The next two years will determine whether humanity can “save the world” by getting the climate emergency under control, and the bulk of the emission reductions will have to come from G20 countries, United Nations climate secretary Simon Stiell said Wednesday.
While “we still have a chance to make greenhouse gas emissions tumble,” today’s national climate plans under the 2015 Paris Agreement “will barely cut emissions at all by 2030,” Stiell told a gathering at the UK’s Chatham House. Success will depend on the new generation of national climate pledges now under development—particularly by the G20 countries that account for 80% of global emissions—and on a “quantum leap” in climate finance that turns those national commitments into “investment plans for sustainable and strong economies.”
In developing countries, in particular, “it’s hard for any government to invest in renewables or climate resilience when the treasury coffers are bare, debt servicing costs have overtaken health spending, new borrowing is impossible, and the wolves of poverty are at the door,” Stiell declared. Yet “every day, finance ministers, CEOs, investors, and development bankers direct trillions of dollars. It’s time to shift those dollars from the energy and infrastructure of the past, towards that of a cleaner, more resilient future.”

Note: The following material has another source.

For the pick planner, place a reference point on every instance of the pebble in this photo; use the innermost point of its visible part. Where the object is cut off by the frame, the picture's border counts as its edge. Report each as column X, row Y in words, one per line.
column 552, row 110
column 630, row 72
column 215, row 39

A deal to make that happen will have to come out of this year’s COP29 climate summit in Baku, Azerbaijan, he added, and it’ll need four components to succeed:
• More concessional financing, especially for the poorest, most vulnerable countries;
• New sources of international finance;
• Reform of international financial institutions “to make them work better for developing countries, embed climate in their decision-making, and build a financial system fit for the 21st century”;
• Debt relief for the countries “that need it most to give them the fiscal space for climate investment”, when the developing world spends more than US$400 billion per year on debt service.
“Experts have shown that if we do all of this together, we can meet developing country needs, mobilizing hundreds of billions of dollars,” but “together we must pick up the pace,” Stiell said. At this year’s spring meetings of the World Bank in Washington, DC, “we can’t afford a talkfest without clear steps forward, when there is an opportunity to make real progress on every part of the new climate finance deal all nations need.”